When the Australian Electoral Act was revised in 1984, it contained a major democratic guarantee to Australian voters.
It created a serious electoral offence if any person published an electoral advertisement which was untrue, or likely to be misleading or deceptive.
This would have been a guarantee of truth in political advertising.
But the clause failed to pass Parliament when the Labor, Liberal and National parties voted against it and deleted it from the new Act.
The SA Electoral Act, to my knowledge, is the only one in Australia which has a truth in politics clause. It states (Section 113) that it is an offence to publish any statement of fact that is inaccurate and misleading to a material extent.
Only the Australian Democrats supported it. A joint parliamentary committee put its reasons for the decision.
These were so pathetic that they merit reporting in detail: “Political advertising differs from other forms of advertising in that it promotes intangibles ideas, policies and images … and involves vigorous controversies … [hence] even though fair advertising is desirable … it is not possible to control political advertising by legislation … the safest course is to leave the question of whether political advertising is true or false to the electors.”

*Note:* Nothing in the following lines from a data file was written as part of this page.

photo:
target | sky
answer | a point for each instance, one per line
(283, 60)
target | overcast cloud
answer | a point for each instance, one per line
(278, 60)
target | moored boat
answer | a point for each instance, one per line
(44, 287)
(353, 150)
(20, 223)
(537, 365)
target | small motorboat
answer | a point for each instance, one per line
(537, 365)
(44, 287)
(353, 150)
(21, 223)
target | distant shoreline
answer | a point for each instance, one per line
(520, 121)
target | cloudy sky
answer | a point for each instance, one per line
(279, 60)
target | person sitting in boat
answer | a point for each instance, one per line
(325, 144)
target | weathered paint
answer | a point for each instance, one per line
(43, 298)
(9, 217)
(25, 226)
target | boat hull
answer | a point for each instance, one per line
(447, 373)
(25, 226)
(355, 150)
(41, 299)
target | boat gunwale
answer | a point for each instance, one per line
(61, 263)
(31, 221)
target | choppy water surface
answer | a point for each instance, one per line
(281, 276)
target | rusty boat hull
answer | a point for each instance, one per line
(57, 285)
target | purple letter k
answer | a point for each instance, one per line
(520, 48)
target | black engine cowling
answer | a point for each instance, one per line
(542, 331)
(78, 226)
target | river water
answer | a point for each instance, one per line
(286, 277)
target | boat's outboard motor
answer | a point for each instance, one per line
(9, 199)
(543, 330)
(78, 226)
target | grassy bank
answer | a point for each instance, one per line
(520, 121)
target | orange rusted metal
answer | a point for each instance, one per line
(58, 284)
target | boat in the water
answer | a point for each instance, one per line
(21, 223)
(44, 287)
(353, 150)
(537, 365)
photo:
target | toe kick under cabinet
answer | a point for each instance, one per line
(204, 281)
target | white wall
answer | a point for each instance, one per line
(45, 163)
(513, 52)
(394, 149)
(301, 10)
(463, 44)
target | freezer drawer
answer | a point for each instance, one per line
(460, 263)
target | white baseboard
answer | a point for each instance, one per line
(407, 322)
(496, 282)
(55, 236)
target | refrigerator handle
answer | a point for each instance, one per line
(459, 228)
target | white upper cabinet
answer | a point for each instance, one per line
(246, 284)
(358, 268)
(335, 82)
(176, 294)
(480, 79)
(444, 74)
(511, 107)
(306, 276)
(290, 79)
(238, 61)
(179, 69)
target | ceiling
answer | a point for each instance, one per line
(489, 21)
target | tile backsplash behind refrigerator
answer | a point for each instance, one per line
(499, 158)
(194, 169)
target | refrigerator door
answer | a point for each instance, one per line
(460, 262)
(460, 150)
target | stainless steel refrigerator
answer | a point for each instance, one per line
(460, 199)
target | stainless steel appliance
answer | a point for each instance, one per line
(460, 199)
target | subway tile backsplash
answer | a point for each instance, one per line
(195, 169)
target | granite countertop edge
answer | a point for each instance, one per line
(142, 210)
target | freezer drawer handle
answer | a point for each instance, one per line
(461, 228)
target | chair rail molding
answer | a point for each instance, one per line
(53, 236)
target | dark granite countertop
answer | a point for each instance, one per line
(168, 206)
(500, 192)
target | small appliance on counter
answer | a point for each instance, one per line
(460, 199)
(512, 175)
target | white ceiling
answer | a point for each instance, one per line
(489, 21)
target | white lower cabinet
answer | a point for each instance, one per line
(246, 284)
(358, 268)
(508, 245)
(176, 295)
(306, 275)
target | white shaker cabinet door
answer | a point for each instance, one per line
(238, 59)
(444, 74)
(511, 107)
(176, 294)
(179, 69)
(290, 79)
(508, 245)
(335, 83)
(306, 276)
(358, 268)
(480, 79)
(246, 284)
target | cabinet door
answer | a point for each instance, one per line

That is an outrageous cop-out.
For a start, parliaments have had no difficulty in regulating advertising in the commercial and business areas. More important, how can the voters judge truth or falsehood, if they do not have any means to do so?
How can the average voter become a “truth-checker”? The stance of the Commonwealth parliament was a prime case of party self-interest.
Full marks to the legislators in South Australia.
The SA Electoral Act, to my knowledge, is the only one in Australia which has a truth in politics clause. It states (Section 113) that it is an offence to publish any statement of fact that is inaccurate and misleading to a material extent.
Further, it has been used to effect in recent elections.
I can see no reason why the other electoral arenas cannot follow this model.
If they do not, then the voters have every right to distrust every party in the coming election campaigns.